Published 28 Feb 2024 in cs.LG, cs.AI, cs.CL, and cs.IR

Abstract: Forecasting future events is important for policy and decision making. In this work, we study whether LLMs (LMs) can forecast at the level of competitive human forecasters. Towards this goal, we develop a retrieval-augmented LM system designed to automatically search for relevant information, generate forecasts, and aggregate predictions. To facilitate our study, we collect a large dataset of questions from competitive forecasting platforms. Under a test set published after the knowledge cut-offs of our LMs, we evaluate the end-to-end performance of our system against the aggregates of human forecasts. On average, the system nears the crowd aggregate of competitive forecasters, and in some settings surpasses it. Our work suggests that using LMs to forecast the future could provide accurate predictions at scale and help to inform institutional decision making.

PDF HTML Abstract

Approaching Human-Level Forecasting with LLMs

Introduction to Automated Forecasting

In the domain of forecasting, the traditional dichotomy has been between statistical forecasting and judgmental forecasting, the latter relying heavily on human expertise to factor in domain-specific knowledge, intuition, and contextual considerations. This research paper presents an innovative leap in the application of LLMs (LMs) for judgmental forecasting, aiming to harness their vast pre-trained knowledge and reasoning capabilities. By developing a retrieval-augmented forecasting system, the authors endeavor to automate the intricacies of generating, weighing, and synthesizing forecasts that traditionally necessitated human intervention.

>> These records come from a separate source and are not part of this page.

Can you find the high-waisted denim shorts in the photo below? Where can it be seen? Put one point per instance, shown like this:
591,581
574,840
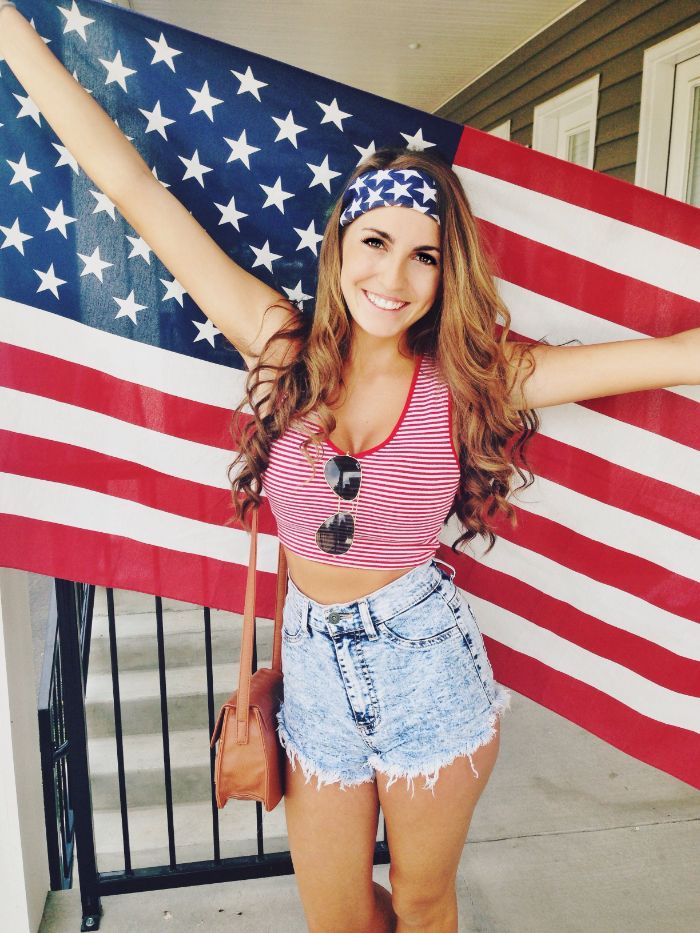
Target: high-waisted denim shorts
396,682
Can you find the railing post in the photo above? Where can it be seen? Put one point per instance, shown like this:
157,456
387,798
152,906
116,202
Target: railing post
24,874
78,765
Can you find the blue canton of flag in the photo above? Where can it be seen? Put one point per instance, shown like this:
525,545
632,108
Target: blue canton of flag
256,150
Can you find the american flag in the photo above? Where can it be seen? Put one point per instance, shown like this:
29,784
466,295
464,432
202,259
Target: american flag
117,391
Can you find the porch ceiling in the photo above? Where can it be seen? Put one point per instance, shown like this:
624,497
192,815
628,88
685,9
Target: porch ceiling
366,44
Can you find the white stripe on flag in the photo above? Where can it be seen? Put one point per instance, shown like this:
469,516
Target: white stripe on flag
578,231
539,317
623,530
611,678
37,416
74,507
613,606
624,444
24,326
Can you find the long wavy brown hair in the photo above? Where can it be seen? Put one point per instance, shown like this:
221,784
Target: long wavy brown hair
461,332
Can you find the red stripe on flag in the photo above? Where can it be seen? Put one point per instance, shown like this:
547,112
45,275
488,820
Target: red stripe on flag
651,661
614,485
54,378
628,572
112,560
668,748
574,184
86,469
610,295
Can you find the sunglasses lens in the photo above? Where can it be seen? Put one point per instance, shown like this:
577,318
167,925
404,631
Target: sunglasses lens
336,533
343,475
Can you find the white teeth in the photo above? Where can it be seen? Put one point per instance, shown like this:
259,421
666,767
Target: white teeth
383,303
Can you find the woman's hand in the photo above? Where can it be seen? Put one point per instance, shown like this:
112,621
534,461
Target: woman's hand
572,374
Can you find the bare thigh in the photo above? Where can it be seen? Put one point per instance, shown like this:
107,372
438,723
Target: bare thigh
332,833
426,834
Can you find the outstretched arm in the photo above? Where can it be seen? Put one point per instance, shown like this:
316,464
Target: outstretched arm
572,374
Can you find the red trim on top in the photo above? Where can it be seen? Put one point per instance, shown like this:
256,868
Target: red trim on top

Methodology and System Design

The core of the proposed system relies on three integral components: retrieval, reasoning, and aggregation. The retrieval component is tasked with sourcing relevant articles to inform the forecast, addressing the challenge of keeping the models current with events post their last training data cut-off. This is followed by a reasoning step, where the system, leveraging the retrieved articles, generates probabilistic forecasts and their justifications. Finally, an aggregation process synthesizes these individual outputs into a singular prediction. The innovation extends to a self-supervised fine-tuning approach aimed at enhancing the model's forecasting accuracy and reasoning fidelity by iteratively improving its performance based on real-world forecasting questions from competitive platforms.

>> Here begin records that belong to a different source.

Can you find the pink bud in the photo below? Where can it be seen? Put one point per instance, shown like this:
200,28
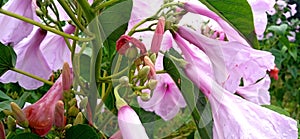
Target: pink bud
41,114
130,124
117,135
14,30
149,63
2,131
274,73
59,120
158,35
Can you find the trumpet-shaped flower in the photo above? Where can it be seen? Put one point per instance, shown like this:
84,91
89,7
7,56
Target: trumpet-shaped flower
30,59
14,30
231,60
55,49
41,114
257,93
166,100
233,116
130,124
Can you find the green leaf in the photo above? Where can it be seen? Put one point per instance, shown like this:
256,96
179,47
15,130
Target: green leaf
4,97
195,100
280,30
8,58
81,131
238,14
277,109
26,136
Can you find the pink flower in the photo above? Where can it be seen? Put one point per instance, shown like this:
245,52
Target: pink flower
158,35
257,93
55,49
166,100
259,9
274,73
30,59
233,116
231,60
41,114
14,30
130,124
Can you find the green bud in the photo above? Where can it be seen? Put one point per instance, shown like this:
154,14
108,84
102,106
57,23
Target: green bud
131,53
145,96
152,84
143,73
19,115
124,80
78,119
11,124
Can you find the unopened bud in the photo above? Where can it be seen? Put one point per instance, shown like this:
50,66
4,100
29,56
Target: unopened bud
124,80
83,103
78,119
39,12
72,102
143,73
67,77
131,53
153,57
68,126
19,115
73,111
152,84
145,96
2,131
59,119
11,124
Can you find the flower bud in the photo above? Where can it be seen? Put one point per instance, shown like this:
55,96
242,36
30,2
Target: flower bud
59,119
2,131
11,124
158,35
67,77
78,119
73,111
143,73
19,115
124,80
148,62
274,73
153,57
131,53
130,124
145,96
152,84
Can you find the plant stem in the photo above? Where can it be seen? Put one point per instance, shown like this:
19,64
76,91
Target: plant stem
105,4
32,76
28,20
87,10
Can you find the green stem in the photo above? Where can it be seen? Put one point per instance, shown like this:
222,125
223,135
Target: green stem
32,76
161,72
28,20
132,31
73,17
87,10
114,75
105,4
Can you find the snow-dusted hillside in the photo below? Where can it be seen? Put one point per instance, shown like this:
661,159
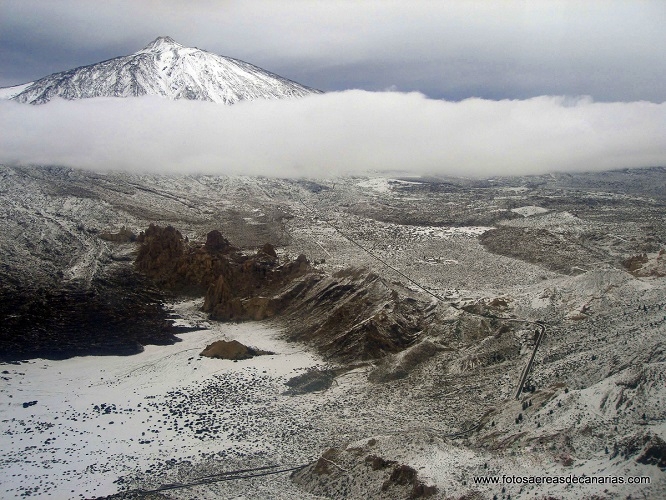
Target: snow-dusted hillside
165,68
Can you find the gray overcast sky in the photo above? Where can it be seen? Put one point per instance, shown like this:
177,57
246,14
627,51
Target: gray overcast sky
610,50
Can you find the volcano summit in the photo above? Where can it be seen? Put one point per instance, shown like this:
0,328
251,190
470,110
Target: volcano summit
165,68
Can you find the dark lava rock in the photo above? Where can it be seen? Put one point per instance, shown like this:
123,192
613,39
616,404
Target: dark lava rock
116,314
310,381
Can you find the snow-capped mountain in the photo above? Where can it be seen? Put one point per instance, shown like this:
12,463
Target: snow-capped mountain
165,68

Data Collection and Evaluation

A uniquely compiled dataset, encompassing a wide range of forecasting questions sourced from competitive forecasting platforms, serves to validate and fine-tune this system. Importantly, the questions span beyond the knowledge cut-off of the pre-trained models, ensuring an authentic testing ground for the system's forecasting capabilities. Using the Brier score metric for evaluation, the system demonstrates a near-human performance level, occasionally surpassing aggregated human forecasts under certain conditions.

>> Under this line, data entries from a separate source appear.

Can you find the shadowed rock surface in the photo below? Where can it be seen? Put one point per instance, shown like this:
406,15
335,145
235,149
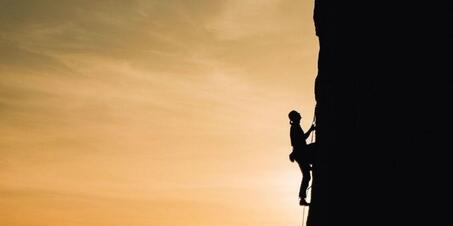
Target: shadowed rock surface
381,111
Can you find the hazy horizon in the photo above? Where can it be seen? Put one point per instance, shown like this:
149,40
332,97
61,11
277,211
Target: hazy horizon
152,112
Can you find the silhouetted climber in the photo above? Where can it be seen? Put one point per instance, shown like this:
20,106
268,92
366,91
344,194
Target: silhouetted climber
299,153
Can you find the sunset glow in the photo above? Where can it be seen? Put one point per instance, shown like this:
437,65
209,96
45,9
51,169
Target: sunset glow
165,113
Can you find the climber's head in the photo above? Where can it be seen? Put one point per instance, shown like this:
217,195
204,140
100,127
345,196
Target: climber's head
294,117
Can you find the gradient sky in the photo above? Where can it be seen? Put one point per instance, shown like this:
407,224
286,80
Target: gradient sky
158,112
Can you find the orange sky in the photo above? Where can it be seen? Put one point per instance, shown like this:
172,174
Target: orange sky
166,113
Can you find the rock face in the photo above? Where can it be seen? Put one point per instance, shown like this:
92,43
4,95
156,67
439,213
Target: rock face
380,108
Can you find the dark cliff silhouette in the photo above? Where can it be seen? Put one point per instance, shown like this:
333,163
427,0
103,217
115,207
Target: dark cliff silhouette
382,109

Strengths, Limitations, and Future Directions

The robust evaluation suggests notable strengths of the system, particularly in contexts of high uncertainty among human forecasters or when ample relevant information could be retrieved. Conversely, the system shows potential deficits when forced to predict without sufficient context or on topics heavily reliant on recent events beyond its training cut-off. These insights beckon further exploration into iterative self-supervision, domain-adaptive training, and leveraging future LM iterations for improved forecasting.

Conclusion and Implications

This paper advances the discourse on the potential of LMs in automating judgmental forecasting, offering a scalable and efficient alternative to purely human-driven approaches. The implications for policy-making, business strategy, and more broadly, decision-making processes are profound, envisaging a future where informed decisions can be bolstered by automated, yet highly accurate, forecasting support. The research sets a promising trajectory for further refining these systems, with the prospect of achieving parity or exceeding human forecasting capabilities in a broader array of contexts.